The mapping approach to rate-distortion makes use of the Borel isomorphism theorem, which allows to replace the expectation with respect to $q(\hat{X})$ by integration over $u\in [0,1]$ (with respect to the Lebesgue measure) and where the value of $\hat X$ is replaced by the value $y(u)$ of some mapping $y:[0,1]\to \mathrm{ran}(X)$, i.e. $$ \mathbb E_{q(\hat X)}[f(\hat X)] = \int_0^1 f(y(u)) du $$ for any measurable function $f$. Applied to the minimization of the Lagrangian $F_{GD}$ above, this allows to replace the optimization of $F_{GD}$ with respect to $q(\hat X)$ by the optimization of $$ F_{M}(y) := -\frac{1}{\beta}\mathbb{E}_X \Big[ \log \int_0^1 e^{-\beta d(X,y(u))} du \Big] $$ with respect to the mappings $y:[0,1]\to \mathrm{ran}(X)$.
Instead of discretizing the range of $X$, we can now discretize the domain of $y$, so that the optimization is over the values $y_i := y(b_i)$ where $(b_i)_{i=1}^N$ are the fixed representatives for each chunk of the discretization of $[0,1]$. Note that the difference to the other approaches boils down to how the expectation with respect to $q(\hat X)$ is calculated from an $N$-dimensional vector, $$ \underbrace{\sum_{i=1}^N q_i e^{-\beta d(X,\hat x_i)}}_{\text{1. and 2. above}} \ \ vs. \ \ \underbrace{\frac{1}{N}\sum_{i=1}^N e^{-\beta d(X,y_i)}}_{\text{mapping approach}} $$ where $\{\hat x_i\}_{i=1}^N$ is the fixed finite range of $\hat X$ and $q_i:=q(\hat x_i)$ are the optimization variables in the above approaches, whereas $y_i = y(b_i)$ are the optimization variables in the mapping approach.
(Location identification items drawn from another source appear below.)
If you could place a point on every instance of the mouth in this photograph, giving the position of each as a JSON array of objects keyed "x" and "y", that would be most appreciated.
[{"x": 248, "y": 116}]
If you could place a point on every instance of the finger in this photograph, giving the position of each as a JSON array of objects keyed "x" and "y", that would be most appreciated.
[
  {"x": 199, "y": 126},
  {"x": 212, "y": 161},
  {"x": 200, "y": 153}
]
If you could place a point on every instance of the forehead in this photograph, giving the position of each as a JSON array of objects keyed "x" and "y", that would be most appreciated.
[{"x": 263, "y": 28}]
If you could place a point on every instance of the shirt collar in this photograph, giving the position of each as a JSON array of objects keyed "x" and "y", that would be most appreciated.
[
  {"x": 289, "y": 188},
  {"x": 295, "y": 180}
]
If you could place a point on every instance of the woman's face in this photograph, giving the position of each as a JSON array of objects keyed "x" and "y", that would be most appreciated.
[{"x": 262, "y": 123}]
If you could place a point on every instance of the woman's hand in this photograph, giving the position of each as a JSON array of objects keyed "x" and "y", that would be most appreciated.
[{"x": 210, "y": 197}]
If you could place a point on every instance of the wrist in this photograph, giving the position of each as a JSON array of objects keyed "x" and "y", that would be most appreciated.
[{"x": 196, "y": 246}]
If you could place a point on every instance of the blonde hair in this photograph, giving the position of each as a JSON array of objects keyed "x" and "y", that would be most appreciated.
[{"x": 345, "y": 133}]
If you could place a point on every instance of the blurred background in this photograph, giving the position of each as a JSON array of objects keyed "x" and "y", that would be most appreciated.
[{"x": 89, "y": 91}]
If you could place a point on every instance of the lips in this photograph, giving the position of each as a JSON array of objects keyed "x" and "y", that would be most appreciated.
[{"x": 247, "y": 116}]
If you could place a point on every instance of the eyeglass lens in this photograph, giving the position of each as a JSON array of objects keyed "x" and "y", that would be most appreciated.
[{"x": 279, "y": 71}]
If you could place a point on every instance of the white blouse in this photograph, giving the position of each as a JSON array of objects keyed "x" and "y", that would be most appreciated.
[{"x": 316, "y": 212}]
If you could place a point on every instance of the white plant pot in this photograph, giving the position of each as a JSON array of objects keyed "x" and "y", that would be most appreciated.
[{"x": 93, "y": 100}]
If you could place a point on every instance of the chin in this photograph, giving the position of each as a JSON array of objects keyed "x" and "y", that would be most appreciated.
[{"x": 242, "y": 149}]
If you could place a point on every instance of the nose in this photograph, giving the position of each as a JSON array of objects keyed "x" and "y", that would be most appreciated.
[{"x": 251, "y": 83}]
In particular, here the possible values of the reconstruction $\hat X$ can perfectly adapt to the source $X$, whereas in the other approaches the possible values are fixed by the discretization. We have implemented two different variants of the mapping approach:
Direct optimization. Here we optimize the discretized version of $F_M$, $$ F^{disc}_M(y) := - \frac{1}{\beta} \mathbb E_X\Big[ \log \sum_{i=1}^N e^{-\beta d(X,y_i)} \Big] , $$ directly with respect to $y=(y_i)_{i=1}^N$ using gradient descent.
r = MA(X,beta,N=10)
ax = pd.DataFrame(r['xhat']).plot.hist(bins=100,range=(0,1),title=r'Frequency of $y_i$')
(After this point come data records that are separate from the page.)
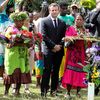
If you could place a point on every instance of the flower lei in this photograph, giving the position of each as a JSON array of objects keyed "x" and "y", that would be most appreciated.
[
  {"x": 93, "y": 70},
  {"x": 22, "y": 36}
]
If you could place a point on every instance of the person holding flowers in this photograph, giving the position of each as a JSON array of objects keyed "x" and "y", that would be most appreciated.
[
  {"x": 74, "y": 74},
  {"x": 17, "y": 70}
]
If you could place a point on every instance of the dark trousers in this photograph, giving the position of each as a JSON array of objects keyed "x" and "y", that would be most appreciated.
[{"x": 52, "y": 63}]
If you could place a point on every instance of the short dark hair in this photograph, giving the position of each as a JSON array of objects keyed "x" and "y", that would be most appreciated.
[
  {"x": 54, "y": 5},
  {"x": 63, "y": 4}
]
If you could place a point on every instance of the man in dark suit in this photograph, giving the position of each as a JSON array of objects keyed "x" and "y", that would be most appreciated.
[{"x": 53, "y": 30}]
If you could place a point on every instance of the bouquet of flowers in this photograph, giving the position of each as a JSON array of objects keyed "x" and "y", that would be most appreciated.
[
  {"x": 93, "y": 67},
  {"x": 22, "y": 36},
  {"x": 3, "y": 39},
  {"x": 38, "y": 38}
]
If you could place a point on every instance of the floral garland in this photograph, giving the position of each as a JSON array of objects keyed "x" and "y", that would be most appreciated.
[
  {"x": 92, "y": 69},
  {"x": 22, "y": 36}
]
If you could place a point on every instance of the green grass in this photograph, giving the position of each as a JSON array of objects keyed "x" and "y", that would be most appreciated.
[{"x": 35, "y": 94}]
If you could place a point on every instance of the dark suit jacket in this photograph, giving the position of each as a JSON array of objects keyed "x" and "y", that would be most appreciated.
[{"x": 51, "y": 37}]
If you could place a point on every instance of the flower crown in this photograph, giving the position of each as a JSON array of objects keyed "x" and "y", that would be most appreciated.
[{"x": 18, "y": 16}]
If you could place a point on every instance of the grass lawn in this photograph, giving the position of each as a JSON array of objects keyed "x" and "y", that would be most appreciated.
[{"x": 35, "y": 94}]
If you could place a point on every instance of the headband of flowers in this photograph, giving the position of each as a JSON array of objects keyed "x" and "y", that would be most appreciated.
[{"x": 17, "y": 16}]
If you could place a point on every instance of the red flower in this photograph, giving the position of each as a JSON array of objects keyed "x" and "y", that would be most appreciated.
[
  {"x": 38, "y": 37},
  {"x": 26, "y": 33}
]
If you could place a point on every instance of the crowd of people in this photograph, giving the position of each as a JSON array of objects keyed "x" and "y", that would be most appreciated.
[{"x": 45, "y": 41}]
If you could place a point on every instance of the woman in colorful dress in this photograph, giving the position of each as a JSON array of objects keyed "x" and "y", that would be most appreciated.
[
  {"x": 17, "y": 70},
  {"x": 74, "y": 74},
  {"x": 4, "y": 23}
]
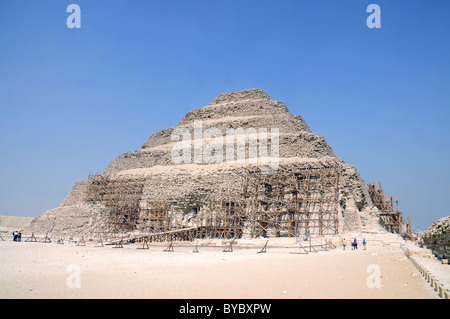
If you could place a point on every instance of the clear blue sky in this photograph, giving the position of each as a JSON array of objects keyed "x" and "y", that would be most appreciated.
[{"x": 74, "y": 99}]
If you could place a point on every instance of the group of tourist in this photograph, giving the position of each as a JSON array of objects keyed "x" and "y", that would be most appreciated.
[{"x": 354, "y": 242}]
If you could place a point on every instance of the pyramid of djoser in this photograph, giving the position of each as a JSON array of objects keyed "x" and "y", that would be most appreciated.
[{"x": 313, "y": 191}]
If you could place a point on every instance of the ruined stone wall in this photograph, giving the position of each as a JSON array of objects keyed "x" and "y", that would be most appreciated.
[{"x": 437, "y": 238}]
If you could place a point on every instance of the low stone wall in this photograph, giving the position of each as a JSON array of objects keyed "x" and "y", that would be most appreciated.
[
  {"x": 443, "y": 292},
  {"x": 437, "y": 238}
]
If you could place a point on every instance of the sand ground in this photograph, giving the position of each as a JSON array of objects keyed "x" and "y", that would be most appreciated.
[{"x": 48, "y": 270}]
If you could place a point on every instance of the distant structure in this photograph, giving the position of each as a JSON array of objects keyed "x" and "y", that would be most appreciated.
[{"x": 145, "y": 195}]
ax.legend(legend_string(r))
plt.xlim([0,1])
plt.show()
Iterative optimization. This variant is similar to the Blahut-Arimoto algorithm above, in that it makes use of the fact that the discretized version of $F_M(y)$ can be written as $$ F^{disc}_M(y) = \min_{q(I|X)} F^{aux}_M(y,q(I|X)) $$ with the auxiliary Lagrangian (see e.g. Gottwald, Braun 2020) $$ F^{aux}_M(y,q(I|x)) := \mathbb E_{X} \Big[ \mathbb E_{q(I|X)}[d(X,y_I)] + \tfrac{1}{\beta} D_{KL}(q(I|X)\|\tfrac{1}{N})\Big]. $$ Minimizing $F'_{aux}$ separately in each argument yields the closed-form solutions $$ q^\ast(I|X=x) = \frac{e^{-\beta d(x,y_i)}}{\sum_j e^{-\beta d(x,y_j)}} \ , \ \ y^\ast_i = E[X|I{=}i] = \frac{\mathbb E_X[X q(i|X)]}{E_X[q(i|X)]} $$ where the solution for $y^\ast$ is only valid for Bregman distortion measures (see e.g. Banerjee 2005). Iterating these equation yields an algorithm similar to the Blahut-Arimoto algorithm, which will have performance characteristics that are different from the direct optimization above.
# Mapping approach (iterative algorithm)
r = MA_iter(X,beta,N=10)
ax = pd.DataFrame(r['xhat']).plot.hist(bins=100,range=(0,1),title=r'Frequency of $y_i$')
ax.legend(legend_string(r))
plt.xlim([0,1])
plt.show()